Ihr seid gefordert: Der Dissens muss aufgelöst werden – so oder so
Bischof Stefan fühlte sich als Zeuge verpflichtet, öffentlich zu reden. Egal ob er in der Sache richtig liegt – wovon ich fest überzeugt bin – oder nicht: Er hat pflichtgemäß gehandelt im Sinne seines Amtes. Wie einer handeln muss, der sich als öffentlicher Zeuge durch die Wahrheit des Evangeliums gebunden weiß. Ein solcher Dissens muss aber geklärt werden. Sonst verdunkelt er das Zeugnis des Evangeliums. Es droht im Nebel des Dissenses zu verschwinden. Deshalb haben wir Gläubigen Anspruch auf Klärung. Und: Es geht hier gleichrangig um das Wohl von Kindern. Bischof Stefan – und wieder stimme ich zu – klagt Euch an, dass die Stellungnahme des Papiers zur Transidentität im Blick auf den gegenwärtigen Kenntnisstand absolut unverantwortlich ist. Er sagt damit: Einige von Euch verraten wieder einmal das Wohl von Kindern!

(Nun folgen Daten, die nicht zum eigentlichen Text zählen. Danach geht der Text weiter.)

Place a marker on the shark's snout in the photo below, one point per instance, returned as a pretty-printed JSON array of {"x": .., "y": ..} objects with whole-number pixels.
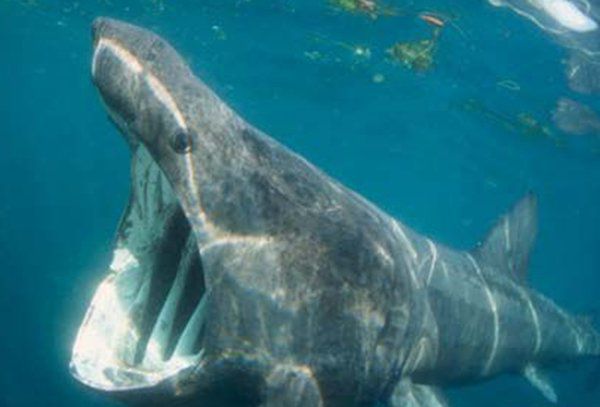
[{"x": 144, "y": 326}]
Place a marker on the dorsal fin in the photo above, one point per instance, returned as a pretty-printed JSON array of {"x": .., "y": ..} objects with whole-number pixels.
[{"x": 507, "y": 246}]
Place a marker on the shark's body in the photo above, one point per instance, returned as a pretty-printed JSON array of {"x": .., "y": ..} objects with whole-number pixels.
[{"x": 244, "y": 275}]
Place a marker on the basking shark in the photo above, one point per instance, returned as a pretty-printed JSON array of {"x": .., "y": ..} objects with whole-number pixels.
[{"x": 244, "y": 275}]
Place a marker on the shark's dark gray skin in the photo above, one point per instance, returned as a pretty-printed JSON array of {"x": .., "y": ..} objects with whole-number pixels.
[{"x": 243, "y": 275}]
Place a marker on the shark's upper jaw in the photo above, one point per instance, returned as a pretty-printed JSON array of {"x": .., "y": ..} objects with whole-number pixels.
[{"x": 144, "y": 326}]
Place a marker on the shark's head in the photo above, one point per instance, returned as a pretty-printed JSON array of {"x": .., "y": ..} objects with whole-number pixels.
[{"x": 145, "y": 332}]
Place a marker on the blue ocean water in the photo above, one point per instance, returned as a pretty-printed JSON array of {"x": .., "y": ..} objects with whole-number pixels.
[{"x": 446, "y": 151}]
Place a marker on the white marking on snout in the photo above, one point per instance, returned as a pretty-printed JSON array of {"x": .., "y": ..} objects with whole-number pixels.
[
  {"x": 126, "y": 57},
  {"x": 163, "y": 95}
]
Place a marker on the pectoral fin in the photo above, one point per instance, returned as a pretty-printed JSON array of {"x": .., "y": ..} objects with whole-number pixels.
[
  {"x": 541, "y": 382},
  {"x": 408, "y": 394}
]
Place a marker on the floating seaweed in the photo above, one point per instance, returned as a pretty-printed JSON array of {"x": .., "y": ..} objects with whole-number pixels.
[
  {"x": 416, "y": 55},
  {"x": 523, "y": 123},
  {"x": 371, "y": 8}
]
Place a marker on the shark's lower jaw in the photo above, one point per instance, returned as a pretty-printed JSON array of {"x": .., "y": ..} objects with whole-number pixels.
[{"x": 145, "y": 323}]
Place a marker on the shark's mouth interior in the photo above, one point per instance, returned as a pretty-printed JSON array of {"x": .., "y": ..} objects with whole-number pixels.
[{"x": 145, "y": 322}]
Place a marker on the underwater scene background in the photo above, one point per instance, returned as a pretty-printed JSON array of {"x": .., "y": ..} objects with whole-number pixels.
[{"x": 445, "y": 140}]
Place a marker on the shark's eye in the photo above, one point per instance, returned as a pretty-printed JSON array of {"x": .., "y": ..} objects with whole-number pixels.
[{"x": 181, "y": 142}]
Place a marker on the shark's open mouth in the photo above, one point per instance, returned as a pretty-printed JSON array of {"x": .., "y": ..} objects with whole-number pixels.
[{"x": 144, "y": 325}]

Und es geht hier nicht um offene Fragen, sondern um Themen, zu denen das Evangelium, die Lehrtradition der Kirche und ihr Lehramt in der Sicht von Bischof Stefan – ich teile sie – eindeutig, klar und vor allem verbindlich Stellung genommen hat. Der Bischof von Passau, der überdies Lehrer der Theologie mit akademischer Expertise ist, sagt: Die, die dieses Papier unterstützen, haben mit der christlichen Anthropologie gebrochen. Eine solche Situation darf so nicht bleiben. Sie muss geklärt werden. Wir Gläubigen haben Anspruch darauf, zu wissen, wo Ihr steht! Widerlegt Bischof Stefan, wenn Ihr könnt. Er hat genau und präzise argumentiert. Besonders Heinrich Timmerevers als Vorsitzender der Schulkommission ist hier zwingend gefordert. Oder distanziert Euch in aller Eindeutigkeit von diesem unseligen Schulpapier. Aber Schweigen dürft Ihr nicht mehr: Zeugen, wir warten auf Euer Zeugnis!
Dr. theol. Martin Brüske
Martin Brüske, Dr. theol., geb. 1964 im Rheinland, Studium der Theologie und Philosophie in Bonn, Jerusalem und München. Lange Lehrtätigkeit in Dogmatik und theologischer Propädeutik in Freiburg / Schweiz. Unterrichtet jetzt Ethik am TDS Aarau. Martin Brüske ist Mitherausgeber des Buches “Urworte des Evangeliums”.